Tu repoisas dentro da grande urna de pedra, cinzelada pela naturesa á beira das aguas marinhas. É-te epitaphio a montanha. É-te monumento a Cruz, porque ella recorda o teu nome, erguida sobre altar de rocha.
Era pequena uma valla para tamanho soffrer.
Assim foi que a morte igualou no somno derradeiro e glorioso o poeta guerreiro e o poeta monge, dois leaes amantes antigos, dois finos corações namorados, que pulsaram, um cingido na cota, o outro oppresso no habito, por duas damas formosas, Nathercia e Branca, que por longo tempo hão de{48} viver, não em o mundo phantastico dos poetas,[[2]] mas na extensa galeria das grandes dedicações portuguesas.

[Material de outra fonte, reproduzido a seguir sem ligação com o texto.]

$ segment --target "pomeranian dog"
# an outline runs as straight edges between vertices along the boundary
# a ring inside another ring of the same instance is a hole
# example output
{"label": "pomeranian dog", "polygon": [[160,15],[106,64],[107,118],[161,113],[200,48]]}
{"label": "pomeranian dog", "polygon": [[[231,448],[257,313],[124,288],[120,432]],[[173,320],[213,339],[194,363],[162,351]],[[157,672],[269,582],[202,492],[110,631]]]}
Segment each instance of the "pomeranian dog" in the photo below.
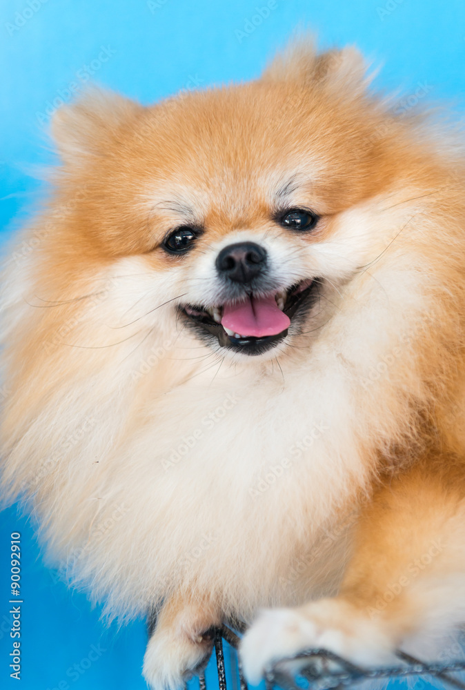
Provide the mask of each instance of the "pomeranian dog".
{"label": "pomeranian dog", "polygon": [[56,113],[53,194],[3,272],[3,491],[110,616],[157,613],[151,687],[222,620],[250,626],[253,682],[465,620],[465,164],[443,128],[301,40],[248,83]]}

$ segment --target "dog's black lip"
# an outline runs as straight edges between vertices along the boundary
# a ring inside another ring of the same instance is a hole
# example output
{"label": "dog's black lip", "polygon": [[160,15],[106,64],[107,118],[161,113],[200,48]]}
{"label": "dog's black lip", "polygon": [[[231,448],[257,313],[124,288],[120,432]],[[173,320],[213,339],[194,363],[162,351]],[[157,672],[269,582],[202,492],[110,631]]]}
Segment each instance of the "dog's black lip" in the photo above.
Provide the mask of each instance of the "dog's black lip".
{"label": "dog's black lip", "polygon": [[[288,316],[290,319],[293,318],[318,283],[318,279],[315,278],[307,288],[299,293],[293,293],[293,291],[297,289],[299,283],[288,288],[288,298],[283,309],[283,312],[286,316]],[[181,313],[192,322],[192,325],[200,327],[208,333],[215,335],[218,339],[218,342],[221,347],[230,348],[236,352],[241,352],[244,354],[261,355],[271,347],[274,347],[288,335],[286,329],[280,333],[276,333],[275,335],[268,335],[264,337],[250,336],[247,338],[235,338],[228,335],[221,324],[217,324],[213,319],[210,318],[210,315],[206,315],[202,307],[193,306],[191,307],[196,311],[202,312],[198,315],[188,313],[184,306],[180,306],[179,308]]]}

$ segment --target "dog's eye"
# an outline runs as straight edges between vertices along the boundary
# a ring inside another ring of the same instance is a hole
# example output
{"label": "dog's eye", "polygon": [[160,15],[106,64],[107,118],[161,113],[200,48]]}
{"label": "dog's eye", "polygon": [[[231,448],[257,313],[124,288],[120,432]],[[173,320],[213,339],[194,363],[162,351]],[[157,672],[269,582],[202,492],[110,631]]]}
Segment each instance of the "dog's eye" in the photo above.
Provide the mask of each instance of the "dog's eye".
{"label": "dog's eye", "polygon": [[173,230],[163,243],[164,248],[170,254],[181,254],[190,249],[199,233],[188,226],[182,226]]}
{"label": "dog's eye", "polygon": [[279,217],[281,224],[292,230],[312,230],[319,220],[316,213],[302,208],[293,208]]}

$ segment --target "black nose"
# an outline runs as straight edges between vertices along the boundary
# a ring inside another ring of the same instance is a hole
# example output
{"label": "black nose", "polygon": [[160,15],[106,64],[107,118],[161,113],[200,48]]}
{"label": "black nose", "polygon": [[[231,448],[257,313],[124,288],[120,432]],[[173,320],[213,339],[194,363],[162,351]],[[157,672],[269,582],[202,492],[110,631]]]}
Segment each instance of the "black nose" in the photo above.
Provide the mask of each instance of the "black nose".
{"label": "black nose", "polygon": [[266,250],[255,242],[229,244],[217,257],[220,275],[236,283],[250,283],[266,265]]}

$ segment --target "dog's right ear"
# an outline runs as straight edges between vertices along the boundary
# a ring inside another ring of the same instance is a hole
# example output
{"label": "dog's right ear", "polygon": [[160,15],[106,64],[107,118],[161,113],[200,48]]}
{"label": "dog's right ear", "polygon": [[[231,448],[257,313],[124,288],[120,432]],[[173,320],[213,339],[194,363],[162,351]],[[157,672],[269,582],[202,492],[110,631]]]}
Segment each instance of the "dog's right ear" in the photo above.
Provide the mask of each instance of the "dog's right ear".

Aqui fica, n'este livrinho escripto com a sentida saudade que o teu destino inspira, ó santo eremita da Arrabida, o que quer que seja da mysteriosa poesia que as silenciosas noites da serra desabrochavam no teu coração.
FIM.
[[1]] D. João III era tão affeiçoado a este sobrinho, que lhe concedeu o tratamento de excellencia, sendo que o filho natural d'el-rei, D. Duarte, apenas tinha o de senhoria.
[[2]] «....Frei Agostinho da Cruz explicava as abstracções do amor divino, em versos da eschola italiana, a uma certa senhora D. Branca, hoje desconhecida. Dona Branca tambem seguia a vida religiosa, etc.»
Historia dos Quinhentistas,—Theophilo Braga.